Methodology for The Use of Immersive Technologies in Biology Education
Аннотация
Immersive technologies—virtual reality (VR), augmented reality (AR) and mixed reality (MR)—are increasingly presented as transformative tools for science education, yet systematic guidelines for their pedagogical integration remain scarce. The present study conceptualises, implements and evaluates a methodology for embedding immersive environments into undergraduate biology courses at two Uzbek universities. Drawing on constructivist and cognitive-affective theories, an instructional model consisting of pre-immersion framing, guided exploration, collaborative synthesis and reflective debriefing was designed. Over a sixteen-week semester, 118 first-year students followed identical curricular content either through traditional laboratory demonstrations or through the devised immersive sequences featuring interactive 3-D cell biology, ecological field simulations and virtual dissection modules. A mixed-methods approach combined a concept-mapping test, delayed transfer tasks, eye-tracking analytics and semi-structured interviews to examine conceptual accuracy, knowledge retention, cognitive load and affective engagement.

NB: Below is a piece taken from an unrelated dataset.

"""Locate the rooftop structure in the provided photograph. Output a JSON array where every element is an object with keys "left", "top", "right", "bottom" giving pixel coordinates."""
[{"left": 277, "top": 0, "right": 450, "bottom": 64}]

Results show that students experiencing immersive instruction achieved significantly higher scores in elaborative concept connections and long-term transfer without incurring detrimental extraneous load. Eye-tracking patterns indicated deeper spatial reasoning, while interviews reflected elevated motivation and perceived authenticity. The findings support the efficacy of a structured, theory-informed methodology that positions VR/AR as a complement rather than a novelty, emphasising scaffolding, social dialogue and critical reflection. The article concludes with design principles and implications for curriculum policy in developing contexts seeking to modernise biology teaching.